Goroutines

Goroutines are functions that are created and scheduled to be run independently by the Go scheduler. The Go scheduler is responsible for the management and execution of goroutines.

Goroutines are functions that are scheduled to run independently.
We must always maintain an account of running goroutines and shutdown cleanly.
Concurrency is not parallelism.
- Concurrency is about dealing with lots of things at once.
- Parallelism is about doing lots of things at once.

Scheduling in Go

Every time our Go’s program starts up, it looks to see how many cores are available. Then it creates a logical processor.

OS Scheduler

The OS scheduler is considered a preemptive scheduler. It runs down there in the kernel. Its job is to look at all the threads that are in runnable states and gives them the opportunity to run on some cores. These algorithms are fairly complex: waiting, bouncing threads, keeping memory of threads, caching, and so on. The OS is doing all of that for us. The algorithm is really smart when it comes to multicore processor. Go doesn’t want to reinvent the wheel. It wants to sit on top of the OS and leverage it.
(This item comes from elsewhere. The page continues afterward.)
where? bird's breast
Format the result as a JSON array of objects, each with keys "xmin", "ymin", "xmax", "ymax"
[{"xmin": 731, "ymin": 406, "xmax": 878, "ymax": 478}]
The OS is still responsible for OS threads, scheduling OS threads efficiently. If we have a 2 core machine and a thousands threads that the OS has to schedule, that’s a lot of work.

Context Switching

A context switch on some OS thread is expensive when the OS have no clues of what that thread is doing. It has to save all the possible states in order to be able to restore that to exactly the way it was. If there are fewer threads, each thread can get more time to be rescheduled. If there are more threads, each thread has less time over a long period of time.

Less Is More

“Less is more” is a really big concept here when we start to write concurrent software. We want to leverage the preemptive scheduler. So the Go’s scheduler, the logical processor actually runs in user mode, the mode our application is running at. Because of that, we have to call the Go’s scheduler a cooperating scheduler. What brilliant here is the runtime that coordinating the operation. It still looks and feels as a preemptive scheduler up in user land. We will see how “less is more” concept gets to present itself and we get to do a lot more work with less. Our goal needs to be how much work we get done with the less number of threads.

Find The Balance

Think about this in a simple way because processors are complex: hyperthreading, multiple threads per core, clock cycle. We can only execute one OS thread at a time on any given core. If we only have 1 core, only 1 thread can be executed at a time. Anytime we have more threads in runnable states than we have cores, we are creating load, latency and we are getting more work done as we want. There needs to be this balance because not every thread is necessarily will be active at the same time. It all comes down to determining, understanding the workload for the software that we are writing.

Go Scheduler

When our Go program comes up, it has to see how many cores that available. Let’s say it found 1. It is going to create a logical processor (“P”) for that core. Again, the OS is scheduling things around OS threads. Every “P” is assigned an OS Thread (M). The ‘M’ stands for machine. This Thread is still managed by the OS and the OS is still responsible for placing the Thread on a Core for execution (run our code).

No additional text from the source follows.